After an agonizing, two-month review of his performance, Toronto Maple Leafs coach Mike Murphy was finally fired Tuesday.
"We did some good things, but in the end we didn't make it," Leafs president and general manager Ken Dryden said. "We have to get better."
Dryden said he hopes to have a coach in place for Saturday's draft, but wouldn't discuss specific names.
Pat Quinn was seen as a top candidate after meeting with Dryden over the weekend, but was noncommital when reached at his home in Vancouver on Tuesday.
"I don't think I can verify anything for you," Quinn said.
Dryden said he had met with Quinn, but said nothing had been finalized in terms of a replacement for Murphy.
Dryden has also talked to Terry Murray, who was hired by the Florida Panthers last weekend, and considered former Colorado coach Marc Crawford. The steep compensation due to the Avalanche -- a first-round draft choice and cash from a successful team -- cooled the Leafs' interest in him.

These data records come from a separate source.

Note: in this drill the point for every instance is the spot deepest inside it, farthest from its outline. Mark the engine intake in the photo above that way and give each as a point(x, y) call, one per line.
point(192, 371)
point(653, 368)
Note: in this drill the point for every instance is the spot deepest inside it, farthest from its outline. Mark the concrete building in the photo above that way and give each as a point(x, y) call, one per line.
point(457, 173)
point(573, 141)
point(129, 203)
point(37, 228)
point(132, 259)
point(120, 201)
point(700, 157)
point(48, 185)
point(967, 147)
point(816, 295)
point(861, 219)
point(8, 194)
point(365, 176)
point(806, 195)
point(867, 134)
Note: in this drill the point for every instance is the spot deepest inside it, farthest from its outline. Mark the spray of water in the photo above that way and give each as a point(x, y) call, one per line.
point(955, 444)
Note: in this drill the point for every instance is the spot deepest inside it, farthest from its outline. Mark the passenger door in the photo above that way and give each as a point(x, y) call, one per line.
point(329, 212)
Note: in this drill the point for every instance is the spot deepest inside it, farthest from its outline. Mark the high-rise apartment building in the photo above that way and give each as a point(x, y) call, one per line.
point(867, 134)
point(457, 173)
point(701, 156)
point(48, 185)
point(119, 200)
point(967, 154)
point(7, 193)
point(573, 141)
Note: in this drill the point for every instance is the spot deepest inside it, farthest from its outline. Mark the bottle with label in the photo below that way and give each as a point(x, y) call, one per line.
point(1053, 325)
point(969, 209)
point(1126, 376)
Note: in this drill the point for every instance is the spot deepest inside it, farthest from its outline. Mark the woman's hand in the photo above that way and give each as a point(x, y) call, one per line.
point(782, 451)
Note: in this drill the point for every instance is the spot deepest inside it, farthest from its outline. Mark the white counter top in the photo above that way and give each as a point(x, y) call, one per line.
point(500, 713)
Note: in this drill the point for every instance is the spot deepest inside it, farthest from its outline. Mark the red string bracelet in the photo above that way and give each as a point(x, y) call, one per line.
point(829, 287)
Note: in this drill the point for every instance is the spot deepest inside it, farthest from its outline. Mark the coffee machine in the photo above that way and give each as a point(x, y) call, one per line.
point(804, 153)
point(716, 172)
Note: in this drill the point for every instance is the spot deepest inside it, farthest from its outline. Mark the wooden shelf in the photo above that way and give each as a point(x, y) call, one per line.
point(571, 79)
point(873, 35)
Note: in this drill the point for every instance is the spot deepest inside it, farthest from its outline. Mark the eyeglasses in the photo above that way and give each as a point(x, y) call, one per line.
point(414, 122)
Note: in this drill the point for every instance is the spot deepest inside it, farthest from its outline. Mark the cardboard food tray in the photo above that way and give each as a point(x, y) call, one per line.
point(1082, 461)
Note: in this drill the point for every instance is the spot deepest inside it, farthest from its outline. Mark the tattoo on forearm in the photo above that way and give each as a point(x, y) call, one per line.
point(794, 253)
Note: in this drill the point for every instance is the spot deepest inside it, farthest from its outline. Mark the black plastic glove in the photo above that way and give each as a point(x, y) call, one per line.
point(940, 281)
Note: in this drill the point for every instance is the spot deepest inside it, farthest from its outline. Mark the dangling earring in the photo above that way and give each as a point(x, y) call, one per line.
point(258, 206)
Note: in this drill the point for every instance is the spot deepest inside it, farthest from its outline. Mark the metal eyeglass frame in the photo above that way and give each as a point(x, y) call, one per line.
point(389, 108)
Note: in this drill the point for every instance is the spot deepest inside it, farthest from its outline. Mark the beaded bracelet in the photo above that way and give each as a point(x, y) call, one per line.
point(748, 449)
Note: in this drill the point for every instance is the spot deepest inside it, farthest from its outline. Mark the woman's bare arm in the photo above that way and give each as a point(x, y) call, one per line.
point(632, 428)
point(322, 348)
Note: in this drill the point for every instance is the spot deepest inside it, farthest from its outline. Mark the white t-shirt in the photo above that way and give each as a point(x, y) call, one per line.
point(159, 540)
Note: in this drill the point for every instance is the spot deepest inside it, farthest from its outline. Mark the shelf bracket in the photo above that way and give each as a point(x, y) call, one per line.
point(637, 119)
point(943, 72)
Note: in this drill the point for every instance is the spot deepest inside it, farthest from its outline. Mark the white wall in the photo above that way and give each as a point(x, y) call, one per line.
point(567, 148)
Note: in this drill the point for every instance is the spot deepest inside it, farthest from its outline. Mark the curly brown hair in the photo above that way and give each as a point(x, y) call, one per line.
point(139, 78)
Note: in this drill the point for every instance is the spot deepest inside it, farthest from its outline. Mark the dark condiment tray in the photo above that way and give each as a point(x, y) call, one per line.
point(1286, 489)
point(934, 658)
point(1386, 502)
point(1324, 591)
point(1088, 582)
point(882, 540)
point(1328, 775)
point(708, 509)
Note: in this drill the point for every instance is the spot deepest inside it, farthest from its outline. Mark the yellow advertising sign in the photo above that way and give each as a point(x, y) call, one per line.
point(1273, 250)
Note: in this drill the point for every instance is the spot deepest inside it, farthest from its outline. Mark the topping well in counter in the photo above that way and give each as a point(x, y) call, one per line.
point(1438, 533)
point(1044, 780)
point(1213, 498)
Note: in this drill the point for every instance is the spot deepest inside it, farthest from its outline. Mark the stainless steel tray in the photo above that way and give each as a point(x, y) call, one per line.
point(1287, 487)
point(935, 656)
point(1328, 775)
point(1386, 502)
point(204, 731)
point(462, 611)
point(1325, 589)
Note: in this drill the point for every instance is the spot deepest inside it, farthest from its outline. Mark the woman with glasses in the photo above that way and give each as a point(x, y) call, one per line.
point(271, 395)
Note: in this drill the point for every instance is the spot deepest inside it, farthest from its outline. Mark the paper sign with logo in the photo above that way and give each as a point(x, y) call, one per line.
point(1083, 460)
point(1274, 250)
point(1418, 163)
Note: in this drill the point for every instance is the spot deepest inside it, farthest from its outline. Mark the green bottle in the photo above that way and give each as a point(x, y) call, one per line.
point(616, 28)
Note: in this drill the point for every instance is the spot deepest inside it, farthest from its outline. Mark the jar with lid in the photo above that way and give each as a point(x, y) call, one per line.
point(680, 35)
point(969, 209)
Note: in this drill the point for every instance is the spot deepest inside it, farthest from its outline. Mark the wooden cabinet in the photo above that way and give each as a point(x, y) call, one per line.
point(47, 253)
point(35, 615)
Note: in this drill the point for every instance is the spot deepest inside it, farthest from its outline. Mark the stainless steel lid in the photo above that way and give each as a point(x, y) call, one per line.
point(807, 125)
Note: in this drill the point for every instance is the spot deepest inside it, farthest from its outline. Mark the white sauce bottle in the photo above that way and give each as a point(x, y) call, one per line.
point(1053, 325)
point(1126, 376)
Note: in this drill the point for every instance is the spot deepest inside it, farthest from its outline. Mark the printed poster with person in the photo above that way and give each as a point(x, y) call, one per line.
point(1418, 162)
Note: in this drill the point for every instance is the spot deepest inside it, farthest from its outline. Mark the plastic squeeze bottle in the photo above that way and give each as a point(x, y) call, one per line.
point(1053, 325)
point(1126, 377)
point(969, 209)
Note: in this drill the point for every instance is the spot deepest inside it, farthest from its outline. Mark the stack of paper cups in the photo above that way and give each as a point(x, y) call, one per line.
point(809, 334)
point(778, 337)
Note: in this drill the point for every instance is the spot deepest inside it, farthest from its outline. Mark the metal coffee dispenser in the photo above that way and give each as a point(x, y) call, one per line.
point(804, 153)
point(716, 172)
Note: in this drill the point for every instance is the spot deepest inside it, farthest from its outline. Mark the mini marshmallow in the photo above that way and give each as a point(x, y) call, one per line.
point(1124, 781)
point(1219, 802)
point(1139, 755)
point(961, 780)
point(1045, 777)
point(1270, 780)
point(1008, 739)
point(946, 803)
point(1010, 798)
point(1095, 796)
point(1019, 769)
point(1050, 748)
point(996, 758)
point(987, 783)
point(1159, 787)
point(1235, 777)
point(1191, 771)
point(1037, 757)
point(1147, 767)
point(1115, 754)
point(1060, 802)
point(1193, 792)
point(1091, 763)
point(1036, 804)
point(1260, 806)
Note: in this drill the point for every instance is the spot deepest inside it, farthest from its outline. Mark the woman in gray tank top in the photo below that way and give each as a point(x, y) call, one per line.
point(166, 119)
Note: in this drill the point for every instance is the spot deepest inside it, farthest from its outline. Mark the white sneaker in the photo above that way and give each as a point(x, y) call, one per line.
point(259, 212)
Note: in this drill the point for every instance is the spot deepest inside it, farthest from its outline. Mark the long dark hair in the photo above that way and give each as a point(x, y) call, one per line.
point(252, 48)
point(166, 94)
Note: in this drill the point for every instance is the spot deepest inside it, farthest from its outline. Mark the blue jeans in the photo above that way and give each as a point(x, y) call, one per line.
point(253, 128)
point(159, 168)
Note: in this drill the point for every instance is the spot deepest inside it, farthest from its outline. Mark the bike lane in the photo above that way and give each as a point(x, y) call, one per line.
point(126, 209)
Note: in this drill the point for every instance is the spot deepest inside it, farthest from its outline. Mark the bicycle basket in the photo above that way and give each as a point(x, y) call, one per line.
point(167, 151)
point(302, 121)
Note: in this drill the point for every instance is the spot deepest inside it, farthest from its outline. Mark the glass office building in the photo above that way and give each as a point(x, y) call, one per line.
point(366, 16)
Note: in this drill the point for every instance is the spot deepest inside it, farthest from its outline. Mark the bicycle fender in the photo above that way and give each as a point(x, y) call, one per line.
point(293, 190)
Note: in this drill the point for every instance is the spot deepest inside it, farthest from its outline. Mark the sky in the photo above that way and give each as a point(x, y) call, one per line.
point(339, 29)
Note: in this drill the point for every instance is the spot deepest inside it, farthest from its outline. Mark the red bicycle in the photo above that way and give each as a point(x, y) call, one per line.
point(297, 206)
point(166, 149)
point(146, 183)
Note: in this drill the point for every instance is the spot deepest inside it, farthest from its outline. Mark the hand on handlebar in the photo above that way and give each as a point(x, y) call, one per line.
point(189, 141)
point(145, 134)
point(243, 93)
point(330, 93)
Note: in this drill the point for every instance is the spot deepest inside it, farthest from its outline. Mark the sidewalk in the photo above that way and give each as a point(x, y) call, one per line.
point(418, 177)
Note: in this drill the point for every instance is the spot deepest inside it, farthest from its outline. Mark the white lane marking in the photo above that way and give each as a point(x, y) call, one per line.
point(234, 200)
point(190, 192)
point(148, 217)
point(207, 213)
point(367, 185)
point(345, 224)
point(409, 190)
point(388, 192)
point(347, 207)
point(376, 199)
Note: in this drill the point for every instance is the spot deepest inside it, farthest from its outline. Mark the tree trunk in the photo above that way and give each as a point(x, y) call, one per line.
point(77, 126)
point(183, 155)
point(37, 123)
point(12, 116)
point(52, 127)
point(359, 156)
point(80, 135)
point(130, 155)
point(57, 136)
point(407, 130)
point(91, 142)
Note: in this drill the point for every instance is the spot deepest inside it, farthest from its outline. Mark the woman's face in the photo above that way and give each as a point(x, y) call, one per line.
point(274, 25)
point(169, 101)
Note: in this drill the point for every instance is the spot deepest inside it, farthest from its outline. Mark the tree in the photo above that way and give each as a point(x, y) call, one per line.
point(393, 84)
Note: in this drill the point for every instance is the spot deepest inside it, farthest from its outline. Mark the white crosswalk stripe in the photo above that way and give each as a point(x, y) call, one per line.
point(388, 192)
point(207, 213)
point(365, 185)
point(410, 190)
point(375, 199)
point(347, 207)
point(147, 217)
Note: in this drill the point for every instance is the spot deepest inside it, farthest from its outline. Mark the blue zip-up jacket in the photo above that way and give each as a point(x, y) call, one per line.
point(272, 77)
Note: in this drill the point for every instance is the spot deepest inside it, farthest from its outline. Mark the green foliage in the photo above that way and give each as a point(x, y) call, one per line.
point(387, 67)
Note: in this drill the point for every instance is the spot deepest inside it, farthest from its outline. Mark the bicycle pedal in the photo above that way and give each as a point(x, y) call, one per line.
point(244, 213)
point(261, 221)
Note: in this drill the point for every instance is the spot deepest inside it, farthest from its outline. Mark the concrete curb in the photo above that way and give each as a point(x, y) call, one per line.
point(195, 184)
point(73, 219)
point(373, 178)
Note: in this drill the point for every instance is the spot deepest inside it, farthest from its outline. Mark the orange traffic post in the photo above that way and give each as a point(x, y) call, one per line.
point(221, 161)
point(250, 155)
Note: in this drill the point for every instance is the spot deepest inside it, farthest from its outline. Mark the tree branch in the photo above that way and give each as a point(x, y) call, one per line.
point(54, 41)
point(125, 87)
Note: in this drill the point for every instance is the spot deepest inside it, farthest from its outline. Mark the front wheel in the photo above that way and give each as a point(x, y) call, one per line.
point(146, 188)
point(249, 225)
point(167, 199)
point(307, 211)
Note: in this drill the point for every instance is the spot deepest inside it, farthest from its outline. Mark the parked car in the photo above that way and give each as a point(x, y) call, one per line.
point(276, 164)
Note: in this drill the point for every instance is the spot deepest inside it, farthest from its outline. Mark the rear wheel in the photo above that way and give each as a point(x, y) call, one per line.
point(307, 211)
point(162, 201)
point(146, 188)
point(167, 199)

"I never thought this would happen until this morning when I talked to Ken," Murphy said during his own news conference Tuesday. "I always thought there would be light at the end of the tunnel. That's one of the reasons I didn't say anything. I didn't want to hurt my chances of coming back."
Murphy, who had one year remaining on his contract, acknowledged the protracted review was trying. "It's been a difficult time for the last four weeks and I'm kind of glad its over."
He had kind words for Dryden.
"I think Ken Dryden is a very fair and very nice man. I like Ken Dryden. He really cares, he wants to make the Leafs better."
"I hope the team gets a lot better, and quickly."
He said he has no jobs lined up, and admitted some opportunities have passed him by while the uncertainty over his status lingered.
| 1997-98 NHL coaching changes |
He described the Leafs as a hardworking team in need of more first-line players.
"More young players are needed and more better players are needed. When those holes are filled, this will be a pretty good team."
Murphy, 47, didn't get the Leafs into the playoffs in either of his two seasons in charge. His team was 30-43-9 in 1997-98 and 30-44-8 in 1996-97.
Dryden said Murphy was hard-working and dedicated and said he enjoyed working with him.
"I do regret how this vigil played itself out for Mike and for his family," Dryden said. "I wanted to see who else might be available. That really is what has been going on for the last six, eight weeks or so."
Murphy was an assistant with the Leafs from 1991 to 1994 and with the New York Rangers in 1995 and 1996. He was named coach of the Leafs on July 3, 1996.